Süleymaniye Camii, 26,5 m çapa, 53 m yüksekliğe sahip kubbesiyle Ayasofya’ya bir hayli yaklaşan bir yapı. Bu kubbeyi Baalbek, İskenderiye, İstanbul Eski Saray ve Fatih’ten getirilen dört ayak taşıyor. Dört de minaresi var.
Camide Karahisari Ahmet Şemseddin Efendi ve Hasan Çelebi’nin usta işi hatları bulunuyor. Kapı ve pencerelerinde ise sedef ve fildişi kakma ve tahta oyma sanatının nadide örnekleri var. En göz alıcı yerlere de İznik çinileri döşenmiş. Evliya Çelebi mihrap ve minberin üzerinde bulunan renkli vitrayların Serhoş İbrahim isimli ustanın elinden çıktığını belirtiyor.

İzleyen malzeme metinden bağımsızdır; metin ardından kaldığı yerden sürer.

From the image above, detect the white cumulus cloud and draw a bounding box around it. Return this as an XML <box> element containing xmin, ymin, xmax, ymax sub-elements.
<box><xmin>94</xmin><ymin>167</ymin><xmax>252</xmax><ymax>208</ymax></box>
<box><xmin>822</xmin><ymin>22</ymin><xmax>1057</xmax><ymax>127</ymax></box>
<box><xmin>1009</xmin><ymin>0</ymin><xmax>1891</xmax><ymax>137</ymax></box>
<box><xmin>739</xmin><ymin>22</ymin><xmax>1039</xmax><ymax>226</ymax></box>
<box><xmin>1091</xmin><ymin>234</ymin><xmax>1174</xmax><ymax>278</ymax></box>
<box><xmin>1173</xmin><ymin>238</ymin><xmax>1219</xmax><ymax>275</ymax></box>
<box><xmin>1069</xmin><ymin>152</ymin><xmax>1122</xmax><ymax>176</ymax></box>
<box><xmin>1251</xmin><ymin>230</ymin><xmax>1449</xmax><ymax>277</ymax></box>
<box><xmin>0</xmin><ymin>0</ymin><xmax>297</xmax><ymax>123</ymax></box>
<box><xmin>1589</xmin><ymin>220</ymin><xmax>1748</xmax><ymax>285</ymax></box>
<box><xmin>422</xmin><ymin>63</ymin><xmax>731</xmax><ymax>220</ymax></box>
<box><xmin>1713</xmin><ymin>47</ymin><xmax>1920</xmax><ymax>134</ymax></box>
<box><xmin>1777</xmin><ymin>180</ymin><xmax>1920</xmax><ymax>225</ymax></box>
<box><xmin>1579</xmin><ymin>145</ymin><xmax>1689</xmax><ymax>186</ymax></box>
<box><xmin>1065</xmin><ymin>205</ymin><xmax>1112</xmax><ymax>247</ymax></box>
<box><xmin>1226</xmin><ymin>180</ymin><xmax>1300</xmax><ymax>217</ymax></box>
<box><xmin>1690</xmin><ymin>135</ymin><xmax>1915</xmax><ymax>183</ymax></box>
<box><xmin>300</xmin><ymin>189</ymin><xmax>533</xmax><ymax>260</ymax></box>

Usta ve kalfaların sadece caminin içinde üç yıl çalıştıkları söyleniyor. Caminin akustiği ise dillere destan; sesin kubbesinde 3-3,5 saniye kaldığı söyleniyor.

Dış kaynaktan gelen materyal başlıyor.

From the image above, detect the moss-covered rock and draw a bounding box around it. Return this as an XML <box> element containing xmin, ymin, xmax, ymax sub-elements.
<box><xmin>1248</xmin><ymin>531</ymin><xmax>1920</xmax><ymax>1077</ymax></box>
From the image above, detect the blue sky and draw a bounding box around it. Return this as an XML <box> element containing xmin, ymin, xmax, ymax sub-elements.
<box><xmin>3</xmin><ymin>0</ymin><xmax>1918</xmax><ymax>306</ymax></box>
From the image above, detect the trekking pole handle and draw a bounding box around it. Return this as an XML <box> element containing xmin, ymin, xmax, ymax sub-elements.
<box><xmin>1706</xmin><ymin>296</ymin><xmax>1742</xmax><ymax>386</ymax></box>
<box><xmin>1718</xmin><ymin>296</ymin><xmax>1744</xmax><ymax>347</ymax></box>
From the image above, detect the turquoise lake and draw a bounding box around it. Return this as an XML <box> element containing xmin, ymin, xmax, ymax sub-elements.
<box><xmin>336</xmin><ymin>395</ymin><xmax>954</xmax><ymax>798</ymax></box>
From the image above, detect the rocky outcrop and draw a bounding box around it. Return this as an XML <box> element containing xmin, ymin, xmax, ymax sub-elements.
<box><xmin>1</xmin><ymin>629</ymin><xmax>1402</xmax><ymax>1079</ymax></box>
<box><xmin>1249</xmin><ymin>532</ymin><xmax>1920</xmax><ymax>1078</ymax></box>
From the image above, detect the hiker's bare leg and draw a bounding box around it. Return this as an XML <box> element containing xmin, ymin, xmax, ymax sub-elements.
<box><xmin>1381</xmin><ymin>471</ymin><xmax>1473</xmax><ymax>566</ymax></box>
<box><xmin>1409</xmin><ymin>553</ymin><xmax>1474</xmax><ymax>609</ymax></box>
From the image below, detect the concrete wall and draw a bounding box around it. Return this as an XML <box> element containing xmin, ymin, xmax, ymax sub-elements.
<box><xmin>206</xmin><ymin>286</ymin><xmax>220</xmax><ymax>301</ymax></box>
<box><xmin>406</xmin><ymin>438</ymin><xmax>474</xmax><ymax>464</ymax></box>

Bin kubbeli ve 10 kapılı külliyede Kanuni Sultan Süleyman, Hürrem Sultan ve Mimar Sinan’ın türbeleri yer alıyor.
İstanbul’a betonla yapılan kötülük
Kendilerini muhafazakâr olarak tanımlayanların, sıradan bir binaya bir kat daha eklemek uğruna böyle muhteşem bir eserin siluetini perdelemelerine, İstanbul’un görsel kimliğini bozmalarına asla müsaade edilemez. Bu, tarihe, İstanbul’a ve geleceğe yapılan büyük bir haksızlık olacaktır.
Zaten İstanbul’un tarihi yarımadası, boğazı, ormanları, sulak bölgeleri ve kıyıları itibariyle yıllardır ciddi bir tahribata uğradı. Siyasi iktidarlar bu konularda duyarlı davranmadılar. Hele AK Parti, geride kalan 20 yılında, bütün söylemlerinin aksine davranıp, para ve beton aşkıyla İstanbul’a ağır hasar verdi.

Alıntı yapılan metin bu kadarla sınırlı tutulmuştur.